Toshio Suzuki, producer at Studio Ghibli and a lifelong friend of Miyazaki, disagrees with the idea that Totoro's spirit has "left" Tokorozawa. It is mentioned in the book that Miyazaki has recently been taking Suzuki around Tokorozawa to show him "the place where Totoro was born." Suzuki was enchanted with Hachikokuyama Park, a forested area on the border of Tokorozawa, and remarked, "This is where the gods dwell."

Miyazaki remarks that it would be very difficult for Ghibli today to recapture what made My Neighbor Totoro so special. He initially conceived Totoro, the Cat Bus, and the other creatures that appear in the film as creatures that can't be easily defined. He also apparently "did not overthink it." According to Miyazaki, if you are too conscious of what something is supposed to be or think too much about the commercialization, then it will subconsciously affect the way you draw it, and it will come out with a completely different feeling.
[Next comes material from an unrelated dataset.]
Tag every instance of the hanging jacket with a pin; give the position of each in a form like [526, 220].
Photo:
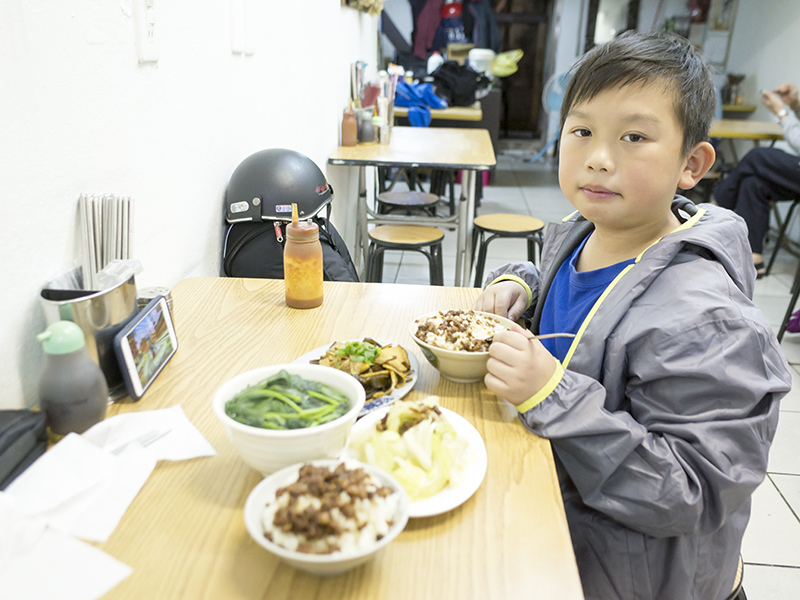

In spite (or perhaps because of) Miyazaki's insistence that Tokorozawa has changed for the worse over time, multiple areas in the Sayama Hills near Tokorozawa are now dedicated to forest conservation thanks to the popularity of My Neighbor Totoro. In 1991, the first "Totoro Forest" was established with the use of donated funds from the Totoro no Furusato Foundation. In 2002, the trust was awarded the “Environment for Tomorrow Prize- Special Award for Forest Heritage-” by The Asahi Shimbun Company.

Ghibli's Where Totoro was Born book also inspired an exhibit at the Ghibli Museum which ran from September 12 to November 4.

Edit: An earlier version of the article said that Miyazaki lived in Tokorozawa in the 1950s when it was in fact the 1960s. This has now been corrected.